The Arminian understanding: Jesus is the atoning sacrifice for the sins of all Christians, and not for Christians only, but also for every single person who ever lived or will live.

The Reformed (Calvinist) understanding: Jesus is the atoning sacrifice for the sins of all the Christians to whom John was writing, and not only them, but for all the Elect throughout the world, past, present, and future.

Let me offer an explanation that clears up what seems to be a contradiction. If those who believe in decisional salvation would not see RED every time a reasonable explanation is made to passages they believe can support only their position, the means of determining which explanation is the proper one would be agreed by all: the meaning of “atoning sacrifice” would be examined resulting in the “one who speaks to the Father in our defense” from verse 1. Then all of John’s writings would be studied to see how he uses “the whole world” as well as what other similar phrases could be equally compared with it. For example, here is an equivalent passage:

And they sang a new song: "You are worthy to take the scroll and to open its seals, because you were slain, and with your blood you purchased men for God from every tribe and language and people and nation. You have made them to be a kingdom and priests to serve our God, and they will reign on the earth.” (Revelation 5:9-10)

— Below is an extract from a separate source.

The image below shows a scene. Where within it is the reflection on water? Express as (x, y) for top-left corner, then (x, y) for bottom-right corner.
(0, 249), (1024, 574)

This passage is relevant to my explanation because 1) it speaks of Christ’s death and His Blood; 2) it speaks of Christ purchasing men for God; 3) provides a specific description of the extent of His work of redemption, that being “men for God from every tribe, language, people, and nation. This passage sheds significant light upon 1 John 2:2 for it is obvious that this passage in Revelation is NOT saying that Christ purchased every man who ever lived. Obviously, this is the same concept to “the world” in the passage of 1 John 2:2. Here is another:

But one of them, Caiaphas, who was high priest that year, said to them, "You know nothing at all, nor do you take into account that it is expedient for you that one man die for the people, and that the whole nation not perish." Now he did not say this on his own initiative, but being high priest that year, he prophesied that Jesus was going to die for the nation, and not for the nation only, but in order that He might also gather together into one the children of God who are scattered abroad. (John 11:49-52)

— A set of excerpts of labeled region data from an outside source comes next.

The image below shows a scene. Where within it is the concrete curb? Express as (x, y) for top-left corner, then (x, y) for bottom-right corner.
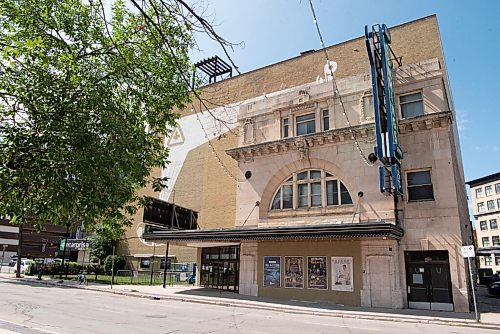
(3, 277), (500, 330)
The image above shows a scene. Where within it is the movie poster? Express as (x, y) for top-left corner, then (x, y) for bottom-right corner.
(285, 256), (304, 289)
(307, 256), (328, 290)
(264, 256), (281, 288)
(332, 257), (354, 291)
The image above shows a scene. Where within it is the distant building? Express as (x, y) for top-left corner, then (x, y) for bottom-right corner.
(467, 173), (500, 272)
(120, 16), (471, 312)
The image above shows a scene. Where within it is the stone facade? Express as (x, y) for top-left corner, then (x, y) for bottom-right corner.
(123, 16), (470, 312)
(467, 173), (500, 273)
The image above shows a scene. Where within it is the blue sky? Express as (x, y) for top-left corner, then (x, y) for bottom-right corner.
(193, 0), (500, 181)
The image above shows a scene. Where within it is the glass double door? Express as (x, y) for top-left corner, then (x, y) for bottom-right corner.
(201, 246), (240, 292)
(405, 251), (453, 311)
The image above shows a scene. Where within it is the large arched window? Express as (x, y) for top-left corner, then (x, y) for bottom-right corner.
(271, 169), (352, 210)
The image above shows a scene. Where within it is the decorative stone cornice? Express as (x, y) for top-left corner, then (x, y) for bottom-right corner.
(398, 111), (453, 135)
(226, 111), (453, 161)
(226, 123), (375, 161)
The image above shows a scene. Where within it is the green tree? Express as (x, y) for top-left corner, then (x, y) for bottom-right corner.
(0, 0), (197, 227)
(90, 224), (124, 263)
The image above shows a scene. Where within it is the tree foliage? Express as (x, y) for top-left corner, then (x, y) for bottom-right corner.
(90, 222), (124, 263)
(0, 0), (197, 230)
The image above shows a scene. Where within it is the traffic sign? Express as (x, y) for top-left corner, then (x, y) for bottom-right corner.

Again, please note the relevance: 1) the context is the death of Christ; 2) the object of the death of Christ is identified (children of God); 3) the generic term “people” is more closely identified as “the children of God who are scattered abroad.” The point of the passage is that Christ dies with a specific purpose in mind, so that He might gather together into one the children of God who are scattered abroad. Nothing is said about making them “savable.” Nothing is said about providing the opportunity for them to join in the gathering. And nothing is said of any option for the children of God to reject the gathering. His death enables Him to gather them together in one (fulfilling John 6:38-39). And we also see the direct relevance to 1 John 2:2 and the meaning of “the whole world.”

Yes, 1 John 2:2 standing alone can be interpreted to support either the Arminian or Reformed understanding but in light of the rest of God's Word, it can be accurately and properly interpreted only one way - the Reformed (Calvinist) understanding.

So, regarding Jesus’ atoning death, does the man who believes in decisional salvation have an explanation for what appears to be a contradiction between the verses containing the word “many” and the ones containing “all” or “world”? Does the Arminian still believe that “many” in both the Old and New Testaments means all?